I have checked the records, and over my years here at St. David the King, I’ve given more than 400 different homilies. I put in the word “different” just because I realize that to many of you, some of those 400 homilies probably ended up sounding kind of similar. But really, they were at least intended to be different. And in all those years, I’ve never, I think, had anyone walk out or get angry because of a homily. I have seen a few people rush out during a homily carrying a child, so I assume it was the child who needed to leave, but it may have been an excuse for the grownup to get out. But all kidding aside, I’m relieved that no one has ever had that reaction, since the goal of all of us here at this parish is to get people to come, not to drive them away.
But Jesus had a little more courage in this area than I do, I think. Because with some regularity in the gospel he did not hesitate to say things that he knew would infuriate people. You might remember that in last week’s gospel reading, Jesus was speaking to this same crowd in his hometown and they loved what he said, when he said things that made them feel good. But this week with a few harmless-sounding remarks that sound kind of obscure to us, suddenly they have moved on to driving him out of town and wanting to kill him.
What happened here? I think the button he pushed was the one that in the gospels always seems to have been the one thing that most angered his listeners when he did get them angry. Here’s what it was: He told them that the people they considered their enemies, the worst kind of outsiders, were not enemies that God was going to come in and vanquish. In fact, far from it. Instead, Jesus tells them stories about God particularly caring for those outsiders, loving them as much as anyone. Not only were they equal, but sometimes they were more deserving of God’s grace than the people who felt that they were God’s chosen ones, the only chosen ones.
We don’t understand all the significance of Jesus pointing out that God loved someone called Naaman the Syrian. But by telling the story of when a soldier of Syria was healed by the prophet Elisha, Jesus was pointing out that even someone from a country that had once occupied yours, someone of a different nationality and a different religion, even someone in addition completely unclean because of a disease, God brings blessings to them — and not just that, he’s implying that his listeners also have to be prepared to see them the way God sees them, and to treat them the same way, too. This was apparently news to them. Jesus’s listeners up to this day thought that whenever the Messiah came he would vanquish their enemies, not serve them. We can’t identify with the history of how this congregation felt about Syrians but Jesus could. The people in this gospel were people Jesus knew and had grown up with his whole life, so maybe he had a particular insight into all their prejudices and hatreds. So he knew exactly what he was doing when he pushed this particular button and provoked so much anger and resentment, which they suddenly then refocused on him.

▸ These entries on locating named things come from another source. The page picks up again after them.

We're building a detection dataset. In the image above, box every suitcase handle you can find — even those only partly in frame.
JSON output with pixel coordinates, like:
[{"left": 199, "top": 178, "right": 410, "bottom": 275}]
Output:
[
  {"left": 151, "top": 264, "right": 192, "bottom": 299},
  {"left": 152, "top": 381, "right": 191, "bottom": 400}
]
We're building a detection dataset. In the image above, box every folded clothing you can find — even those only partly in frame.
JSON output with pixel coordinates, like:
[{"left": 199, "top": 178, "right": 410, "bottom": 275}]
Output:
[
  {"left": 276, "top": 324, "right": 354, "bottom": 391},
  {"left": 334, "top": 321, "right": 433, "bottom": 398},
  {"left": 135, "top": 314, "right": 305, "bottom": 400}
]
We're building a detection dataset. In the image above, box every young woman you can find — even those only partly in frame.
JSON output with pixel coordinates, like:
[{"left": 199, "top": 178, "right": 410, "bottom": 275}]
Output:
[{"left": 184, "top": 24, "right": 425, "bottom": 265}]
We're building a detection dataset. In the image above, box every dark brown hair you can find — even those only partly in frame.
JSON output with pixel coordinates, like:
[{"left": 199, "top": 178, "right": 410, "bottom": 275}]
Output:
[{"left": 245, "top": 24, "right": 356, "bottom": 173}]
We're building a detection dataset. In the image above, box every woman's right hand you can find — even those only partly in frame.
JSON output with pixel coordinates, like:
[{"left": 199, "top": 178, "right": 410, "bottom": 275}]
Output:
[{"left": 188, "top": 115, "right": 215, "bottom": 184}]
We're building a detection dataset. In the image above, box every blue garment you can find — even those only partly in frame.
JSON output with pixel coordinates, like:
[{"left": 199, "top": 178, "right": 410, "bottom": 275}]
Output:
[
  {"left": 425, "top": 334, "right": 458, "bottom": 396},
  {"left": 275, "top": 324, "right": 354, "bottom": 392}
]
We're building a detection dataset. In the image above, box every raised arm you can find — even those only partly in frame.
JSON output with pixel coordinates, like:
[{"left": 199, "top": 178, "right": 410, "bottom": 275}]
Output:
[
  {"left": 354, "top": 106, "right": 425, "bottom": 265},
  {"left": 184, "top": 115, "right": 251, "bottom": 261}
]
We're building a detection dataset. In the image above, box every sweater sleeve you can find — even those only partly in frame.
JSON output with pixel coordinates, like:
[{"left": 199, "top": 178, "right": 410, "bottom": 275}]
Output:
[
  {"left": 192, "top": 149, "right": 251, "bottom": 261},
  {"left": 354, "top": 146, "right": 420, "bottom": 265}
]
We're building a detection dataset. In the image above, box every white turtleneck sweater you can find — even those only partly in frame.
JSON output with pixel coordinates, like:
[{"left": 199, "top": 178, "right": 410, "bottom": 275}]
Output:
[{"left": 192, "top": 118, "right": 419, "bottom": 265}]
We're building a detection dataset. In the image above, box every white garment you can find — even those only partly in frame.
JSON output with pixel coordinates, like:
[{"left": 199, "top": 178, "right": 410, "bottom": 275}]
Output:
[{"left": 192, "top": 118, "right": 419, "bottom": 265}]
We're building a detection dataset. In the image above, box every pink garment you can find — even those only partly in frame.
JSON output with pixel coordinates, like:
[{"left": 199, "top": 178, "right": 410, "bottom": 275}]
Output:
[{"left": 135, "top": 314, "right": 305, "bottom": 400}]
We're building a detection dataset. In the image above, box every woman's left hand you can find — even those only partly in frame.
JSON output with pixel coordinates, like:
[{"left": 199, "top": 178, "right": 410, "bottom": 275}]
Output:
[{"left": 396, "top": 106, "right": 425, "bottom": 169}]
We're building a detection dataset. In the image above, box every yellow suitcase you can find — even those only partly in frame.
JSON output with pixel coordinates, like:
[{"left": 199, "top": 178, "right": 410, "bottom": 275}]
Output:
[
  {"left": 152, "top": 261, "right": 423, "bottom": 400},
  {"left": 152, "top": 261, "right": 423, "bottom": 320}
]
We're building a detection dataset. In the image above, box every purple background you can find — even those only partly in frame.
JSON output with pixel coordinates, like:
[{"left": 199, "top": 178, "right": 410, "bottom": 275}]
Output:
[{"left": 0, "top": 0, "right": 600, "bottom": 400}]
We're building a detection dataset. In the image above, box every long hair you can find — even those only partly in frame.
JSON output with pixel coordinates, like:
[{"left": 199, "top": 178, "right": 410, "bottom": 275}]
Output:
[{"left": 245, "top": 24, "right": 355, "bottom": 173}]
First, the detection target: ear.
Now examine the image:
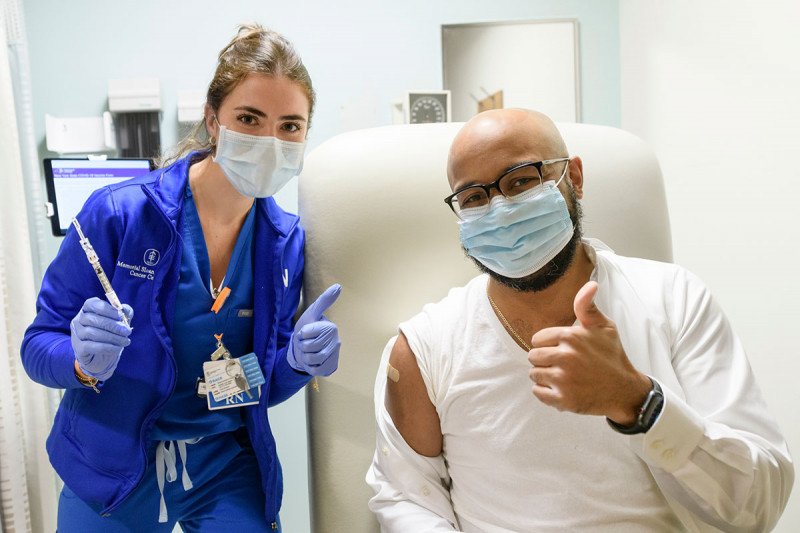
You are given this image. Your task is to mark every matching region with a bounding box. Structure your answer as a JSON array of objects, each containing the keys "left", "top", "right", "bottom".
[
  {"left": 203, "top": 102, "right": 219, "bottom": 139},
  {"left": 567, "top": 155, "right": 583, "bottom": 200}
]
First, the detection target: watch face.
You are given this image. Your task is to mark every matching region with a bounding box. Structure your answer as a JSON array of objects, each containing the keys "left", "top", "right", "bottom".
[{"left": 409, "top": 94, "right": 448, "bottom": 124}]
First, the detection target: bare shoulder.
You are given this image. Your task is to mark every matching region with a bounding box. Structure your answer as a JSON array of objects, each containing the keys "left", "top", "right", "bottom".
[{"left": 386, "top": 333, "right": 442, "bottom": 457}]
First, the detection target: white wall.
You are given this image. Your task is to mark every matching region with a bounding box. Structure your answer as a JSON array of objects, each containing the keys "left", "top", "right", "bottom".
[{"left": 620, "top": 0, "right": 800, "bottom": 532}]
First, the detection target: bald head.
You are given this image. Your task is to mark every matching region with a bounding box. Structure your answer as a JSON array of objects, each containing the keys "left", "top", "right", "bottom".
[{"left": 447, "top": 109, "right": 568, "bottom": 190}]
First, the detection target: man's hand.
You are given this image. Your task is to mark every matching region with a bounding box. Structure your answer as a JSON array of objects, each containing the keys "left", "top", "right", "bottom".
[{"left": 528, "top": 281, "right": 652, "bottom": 426}]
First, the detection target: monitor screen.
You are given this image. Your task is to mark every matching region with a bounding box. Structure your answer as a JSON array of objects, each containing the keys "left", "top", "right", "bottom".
[{"left": 44, "top": 158, "right": 153, "bottom": 236}]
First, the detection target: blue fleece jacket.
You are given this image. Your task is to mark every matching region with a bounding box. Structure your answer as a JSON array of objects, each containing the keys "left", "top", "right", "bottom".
[{"left": 21, "top": 156, "right": 310, "bottom": 522}]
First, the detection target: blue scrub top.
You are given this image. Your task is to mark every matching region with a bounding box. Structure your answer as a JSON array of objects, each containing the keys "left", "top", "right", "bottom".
[{"left": 150, "top": 185, "right": 255, "bottom": 441}]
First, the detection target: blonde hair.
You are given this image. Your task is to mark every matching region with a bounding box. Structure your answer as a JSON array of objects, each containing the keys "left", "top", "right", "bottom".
[{"left": 158, "top": 24, "right": 316, "bottom": 167}]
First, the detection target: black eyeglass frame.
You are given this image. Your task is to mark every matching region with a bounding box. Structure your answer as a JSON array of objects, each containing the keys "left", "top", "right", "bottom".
[{"left": 444, "top": 157, "right": 570, "bottom": 219}]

We live in an age when anger and resentment seem to be everywhere, although maybe this gospel is showing us that’s nothing new. But some of that anger is provoked the same way Jesus provoked it, by stirring up feelings about people who seem like enemies, getting people angry about other people somehow getting more than they deserve. What does it mean for us? It’s not that we shouldn’t ever get angry, because some things are genuinely unjust and infuriating. But Jesus is demonstrating today that all anger isn’t righteous anger, far from it. Anger is apparently rarely the answer. Even the pushiest prophet in our tradition, and today Jesus is definitely being pushy, those prophets are preaching a God who is nothing but love, and who therefore is always pushing us to our limits with how limitless and undiscriminating that love is. Our God is a God of the broken and the cast aside, the God of our enemies and those we don’t trust or like. Their fate matters to God, and so maybe, it should matter to us. God stands up for them, and we need to, too.
So a real prophet, underneath the words that get under our skin, is always pushing the circle outwards to include more people in our range of vision. God doesn’t want restrictions placed on love. In fact, Paul tells us in that second reading that if we love, prophets are unnecessary, we wouldn’t ever need these people calling us to account because love will already have shown us the right thing to do, whether we want to do it or not. There is the message of Jesus and all the prophets in a nutshell, even though it makes us and everyone else angry at times: Loving the people you really don’t want to love is always the next step, and it’s a hard one.